Black cherry is one of the earliest trees to leaf out in spring, 
but doesn't really get going turning until now.

Tupelo (Nyssa sylvatica) puts on a vivid display, with all its anthocyanin.
It is the brightest of the trees in the lowest image.

This is either flowering dogwood (Cornus florida), or a close relative.
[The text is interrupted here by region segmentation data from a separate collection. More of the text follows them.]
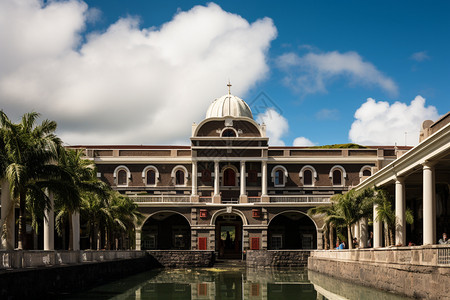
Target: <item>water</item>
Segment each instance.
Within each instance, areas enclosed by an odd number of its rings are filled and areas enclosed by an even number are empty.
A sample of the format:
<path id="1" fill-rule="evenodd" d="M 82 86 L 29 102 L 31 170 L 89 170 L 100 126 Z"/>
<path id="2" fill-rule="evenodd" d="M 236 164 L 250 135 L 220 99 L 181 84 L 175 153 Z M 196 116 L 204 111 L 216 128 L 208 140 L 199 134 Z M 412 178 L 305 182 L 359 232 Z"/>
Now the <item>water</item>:
<path id="1" fill-rule="evenodd" d="M 66 299 L 406 299 L 306 269 L 153 270 Z"/>

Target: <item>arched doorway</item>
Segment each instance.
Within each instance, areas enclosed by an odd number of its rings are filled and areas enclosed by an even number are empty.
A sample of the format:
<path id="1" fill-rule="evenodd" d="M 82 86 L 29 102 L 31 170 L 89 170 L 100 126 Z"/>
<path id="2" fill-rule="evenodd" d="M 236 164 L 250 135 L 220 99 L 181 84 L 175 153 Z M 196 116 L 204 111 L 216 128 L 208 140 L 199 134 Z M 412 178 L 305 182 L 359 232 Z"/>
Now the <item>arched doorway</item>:
<path id="1" fill-rule="evenodd" d="M 223 214 L 216 222 L 216 251 L 219 258 L 242 257 L 242 219 L 236 214 Z"/>
<path id="2" fill-rule="evenodd" d="M 276 215 L 269 223 L 269 250 L 317 249 L 317 229 L 304 213 L 288 211 Z"/>
<path id="3" fill-rule="evenodd" d="M 142 250 L 189 250 L 191 226 L 175 212 L 158 212 L 147 219 L 141 231 Z"/>

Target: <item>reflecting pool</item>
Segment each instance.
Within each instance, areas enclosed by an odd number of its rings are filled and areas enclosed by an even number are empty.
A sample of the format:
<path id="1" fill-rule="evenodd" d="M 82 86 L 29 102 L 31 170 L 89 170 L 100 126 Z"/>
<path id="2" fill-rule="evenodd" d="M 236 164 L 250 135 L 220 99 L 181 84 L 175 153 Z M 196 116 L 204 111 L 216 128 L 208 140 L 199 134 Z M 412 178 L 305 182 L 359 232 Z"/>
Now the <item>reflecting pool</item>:
<path id="1" fill-rule="evenodd" d="M 205 268 L 141 273 L 66 299 L 406 299 L 306 269 Z"/>

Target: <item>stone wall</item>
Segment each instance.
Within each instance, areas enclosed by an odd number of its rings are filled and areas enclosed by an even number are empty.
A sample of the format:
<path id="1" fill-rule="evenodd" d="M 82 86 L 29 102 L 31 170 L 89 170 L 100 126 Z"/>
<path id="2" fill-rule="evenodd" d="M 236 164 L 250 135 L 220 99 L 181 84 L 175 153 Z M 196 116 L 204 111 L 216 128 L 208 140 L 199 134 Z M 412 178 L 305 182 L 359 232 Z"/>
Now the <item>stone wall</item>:
<path id="1" fill-rule="evenodd" d="M 201 250 L 148 250 L 152 263 L 165 268 L 212 267 L 214 251 Z"/>
<path id="2" fill-rule="evenodd" d="M 0 299 L 48 299 L 154 268 L 148 256 L 0 271 Z"/>
<path id="3" fill-rule="evenodd" d="M 308 269 L 408 297 L 447 299 L 450 265 L 439 261 L 439 249 L 313 251 Z"/>
<path id="4" fill-rule="evenodd" d="M 310 250 L 248 250 L 248 267 L 306 267 Z"/>

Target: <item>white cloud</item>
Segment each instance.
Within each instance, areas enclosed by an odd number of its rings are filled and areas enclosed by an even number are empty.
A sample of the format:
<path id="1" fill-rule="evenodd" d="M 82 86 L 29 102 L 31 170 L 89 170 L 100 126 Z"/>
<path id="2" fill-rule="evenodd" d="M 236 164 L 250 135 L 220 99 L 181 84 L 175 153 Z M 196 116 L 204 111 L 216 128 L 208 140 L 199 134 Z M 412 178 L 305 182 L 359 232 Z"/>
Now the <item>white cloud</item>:
<path id="1" fill-rule="evenodd" d="M 280 115 L 275 109 L 268 108 L 264 113 L 256 117 L 258 123 L 266 124 L 266 132 L 269 137 L 269 145 L 284 146 L 281 137 L 289 130 L 289 124 L 285 117 Z"/>
<path id="2" fill-rule="evenodd" d="M 294 140 L 293 145 L 297 147 L 308 147 L 308 146 L 315 146 L 316 144 L 311 142 L 309 139 L 300 136 Z"/>
<path id="3" fill-rule="evenodd" d="M 301 57 L 290 52 L 278 57 L 277 65 L 286 72 L 284 83 L 303 94 L 326 92 L 326 84 L 339 76 L 351 84 L 378 86 L 393 96 L 398 93 L 391 78 L 356 52 L 308 53 Z"/>
<path id="4" fill-rule="evenodd" d="M 362 145 L 416 145 L 422 122 L 439 117 L 434 106 L 425 106 L 421 96 L 406 103 L 376 101 L 368 98 L 355 112 L 355 121 L 349 132 L 353 143 Z"/>
<path id="5" fill-rule="evenodd" d="M 83 41 L 92 12 L 69 0 L 0 1 L 0 102 L 11 117 L 36 110 L 69 144 L 185 140 L 231 78 L 242 95 L 263 79 L 276 37 L 218 5 L 178 12 L 160 28 L 119 19 Z M 174 122 L 176 120 L 176 122 Z"/>
<path id="6" fill-rule="evenodd" d="M 427 51 L 419 51 L 419 52 L 413 53 L 410 58 L 417 62 L 422 62 L 424 60 L 430 59 L 430 57 L 427 54 Z"/>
Staghorn sumac (Rhus tomentosa).

 Virginia creeper (Parthenocissus quinquefolia) is a native vine 
that begins turning a little early, attracting migrating birds to its fatty berries.
Alas, this vine lies: the berries are low-quality rose hips of neighboring multiflora rose.

 From one side the leaf shines in the morning sun,
from the other side it glows.

 Oriental bittersweet (Celastrus orbiculatus) is a noxious alien vine 
that nevertheless puts on a display in fall, as the yellow exterior of the fruit 
peels back to uncover the bright red interior, which birds gobble up.

Bullbriar turns a soft yellow that gives no hint of the harm its stout thorns do
to any who wade through it.

 Silverberry (Eleagnus umbellata) is an alien, but still a favorite of mine:
its leaves and fruit are covered with tiny umbrella-tipped hairs that give the entire plant
a silvery sheet.  Its leaves turn yellow before they fall.

Some plants linger to photosynthesize a little longer.  Here are gray birch
(Betula populifolia), elderberry (Sambucus canadensis), speckled alder 
(Alnus racemosa), multiflora rose (Rosa multiflora) and the alien invasive
European buckthorn (Rhamnus frangula).

Not only are some plants still green, a few are even in flower.
Besides the buckthorn immediately above, a lot of weedy little
Aster vimineus (peeking between deer tongue leaves) 
are still blooming, as well as scattered rough goldenrod
(Solidago rugosa) and the odd chicory (Chicorium intybus).

The stream and pond wwere my last stops.  Colored leaves
drifting downstream dress-up even an urban brook like this one.  

Some aliens are obvious in their disregard of seaons.

A good camera angle obscures the fact that this pond lies close between
a large parking lot and the high school football stadium.

Both mallards and Canada geese call the pond home.  
Overhead, a honking flock of geese head southward.